I didn’t know what I’d do if I failed.
Chirping crickets serenaded me during my usual 3 am spiral, while I counted white and gold bulbs on the twinkle lights above my dresser. What if I chose the wrong answers? What if my score wasn’t high enough?
I’d missed the exemption cutoff for the last final exam of my junior year by three points, thanks to the B- on a test I didn’t finish. Instead of a few extra days to rest before I spent my summer at the rec center working for the money I’d need for next semester, I had one more day of this.
The sun splashed across my cheeks—I slept through my alarm. I hopped over my half-packed trunk into my softest pair of baggy gray sweats. After two bites of an apple and a handful of cereal, I shoved keys and ID into my pocket and dashed across the nearly deserted campus to the Biosciences building.
A razor sharp pain in my throat and a few sneezes later, a reminder that I’d depleted my supply of antihistamine, I navigated the maze of puke green walls, stripped of tacked-up flyers for study groups and overpriced MCAT tutors.
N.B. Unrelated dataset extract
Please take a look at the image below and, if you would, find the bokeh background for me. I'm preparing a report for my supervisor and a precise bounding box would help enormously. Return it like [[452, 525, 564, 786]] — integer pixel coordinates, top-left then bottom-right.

An acrid scent filled my nose, not unlike a singed electrical cord, the result of a mishap during a practical assessment.
I stepped into the wood-paneled exam room, with an oversized digital clock mounted above a smartboard-length mirror. Classmates I barely knew, in designer jeans and crisp button downs, occupied each row of carrels and scrolled on their phones or tablets.
A chair scraped the laminate floor when a stocky guy in a blue T-shirt took the only other empty spot in the last row. I sat beside Sam, or whatever his name was, and pressed my hands together on the desk.
Our TA, Lena, closed the door. My heart pounded a staccato beat. A hush swept over the room as they stored their devices in the vault attached to each berth.
“We will begin shortly.” Lena’s dulcet tone belied the harsh monochromatic armor of a wannabe prof. Our instructor was likely already on vacation, having fulfilled his responsibilities to his advanced level students.
Her heels clacked as she strode to the desk where she hooked up her laptop and clicked a few buttons to upload our exam. At the lift of a black lacquered index finger, our laptops rose from the aperture in the middle of our carrels, a soft chorus of screens swished open like doors in a busy hospital ward.
When I entered my information at the prompt, the screen flashed the exam page— Intro to Biochemistry. I clicked on the red and pink icon to begin and shivered, the air thick with the essence of frayed nerves and exhausted, unwashed bodies.
The first question appeared, and I read the correct one, nearly identical to a phrase I’d scribbled in my notes and reread before I closed my notebook. When I clicked the arrow on the oval, the text on the screen vanished like an apparition in a haunted house.
My heart raced. I pressed random keys, held the power button for ten seconds, every remedy I knew to restart my exam. I raised my hand, and Lena appeared and sashayed up the aisle.
“Yes, Dani?” Lena's folded arms displayed a watch glittering on her slim wrist.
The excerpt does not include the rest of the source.